Saturday, July 14, 2012

Picture Book Saturday (24)

How to Babysit a Grandpa
By Jean Reagan, illustrated by Lee Wildish
Published 2012 by Random House Children's Books
This is another excellent book celebrating family and the different ways we spend time with them. This is sure to appeal to kids as it's written as an instruction manual for taking care of one's grandfather. The illustrations are vibrant and fun and the book itself is very humorous. I enjoyed this immensely.

Crocodile Tears
By Alex Beard
Published 2012 by Abrams
This is a very different sort of folktale - Black Rhino wants to know why Crocodile is crying so he sets off to find the answer. Each animal he asks believes Crocodile weeps because soon he may no longer be able to see them, as each animal is endangered. The truth of Crocodile's tears is, of course, much simpler than that. I found this book very unique in its environmental message. I'm not sure how appealing it is to children, though - it's quite wordy and I'm not sure they'll get the point.

Boy + Bot
By Ame Dyckman, illustrated by Dan Yaccarino
Published 2012 by Random House Children's Books
One day, a boy and a robot meet. They have fun together. But when Bot accidentally gets switched off, Boy begins to worry. He must find a way to fix his new friend! This is a very sweet story about friendship that I think will greatly appeal to children - most kids think robots are basically the coolest things ever. Additionally, I think Yaccarino has an incredibly child-friendly style and these illustrations perfectly suit the story. I enjoyed this one quite a bit.

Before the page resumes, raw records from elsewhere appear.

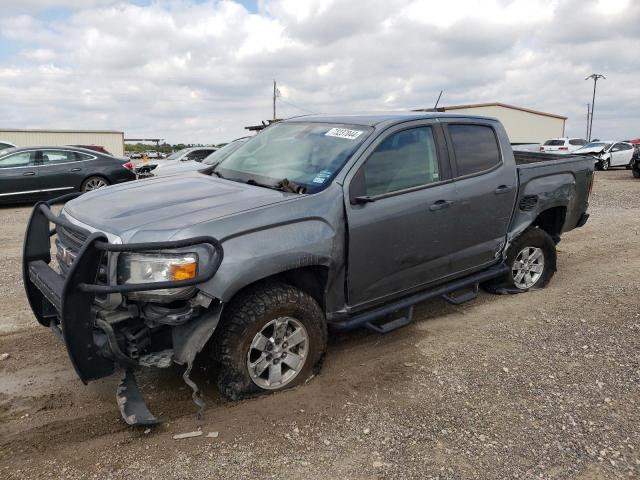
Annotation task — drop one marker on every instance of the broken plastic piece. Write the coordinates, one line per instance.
(131, 404)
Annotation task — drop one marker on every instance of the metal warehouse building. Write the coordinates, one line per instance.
(111, 140)
(522, 124)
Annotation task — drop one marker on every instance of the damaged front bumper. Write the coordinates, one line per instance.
(98, 338)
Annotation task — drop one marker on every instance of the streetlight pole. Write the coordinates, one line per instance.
(595, 77)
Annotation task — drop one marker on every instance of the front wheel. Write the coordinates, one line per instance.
(531, 259)
(271, 337)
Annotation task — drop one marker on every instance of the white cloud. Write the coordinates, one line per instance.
(199, 72)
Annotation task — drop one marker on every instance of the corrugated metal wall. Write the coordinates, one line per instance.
(521, 126)
(112, 141)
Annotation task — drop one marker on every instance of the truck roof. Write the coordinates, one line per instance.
(373, 119)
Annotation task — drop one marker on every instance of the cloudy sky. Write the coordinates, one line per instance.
(199, 71)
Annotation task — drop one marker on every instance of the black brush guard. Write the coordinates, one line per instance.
(67, 304)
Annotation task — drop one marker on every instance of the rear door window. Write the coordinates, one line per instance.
(20, 159)
(475, 147)
(50, 157)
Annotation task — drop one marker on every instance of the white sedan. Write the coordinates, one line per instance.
(608, 154)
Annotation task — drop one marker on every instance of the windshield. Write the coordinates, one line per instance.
(309, 154)
(178, 154)
(595, 145)
(223, 152)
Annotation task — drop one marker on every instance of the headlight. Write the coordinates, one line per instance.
(157, 267)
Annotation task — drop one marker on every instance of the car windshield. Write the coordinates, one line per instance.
(178, 154)
(309, 154)
(595, 145)
(223, 152)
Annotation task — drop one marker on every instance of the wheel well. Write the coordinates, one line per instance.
(311, 280)
(552, 221)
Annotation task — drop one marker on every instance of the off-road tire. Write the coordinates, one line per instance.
(532, 237)
(246, 315)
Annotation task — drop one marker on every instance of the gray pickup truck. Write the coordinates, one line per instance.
(318, 223)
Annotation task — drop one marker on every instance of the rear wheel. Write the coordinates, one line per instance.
(271, 337)
(93, 183)
(531, 259)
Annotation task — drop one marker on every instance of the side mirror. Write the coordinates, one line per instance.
(358, 189)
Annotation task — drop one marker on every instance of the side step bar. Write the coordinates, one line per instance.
(369, 317)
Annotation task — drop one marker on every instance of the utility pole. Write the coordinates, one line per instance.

Silly Frilly Grandma Tillie
By Laurie A. Jacobs, illustrated by Anne Jewett
Published 2012 by Flashlight Press
Yet another sweet story about family and how we enjoy them - this time we meet Grandma Tillie and all the sides to her personality that she lets shine whenever she babysits. Kids will love this one - what crazy thing will Grandma Tillie be next? Kids will also enjoy seeing how their grandma compares to Tillie and will recognize that each part of Grandma Tillie has a time and a place, especially the Grandma Tillie we see at bedtime. Fun illustrations complete the story.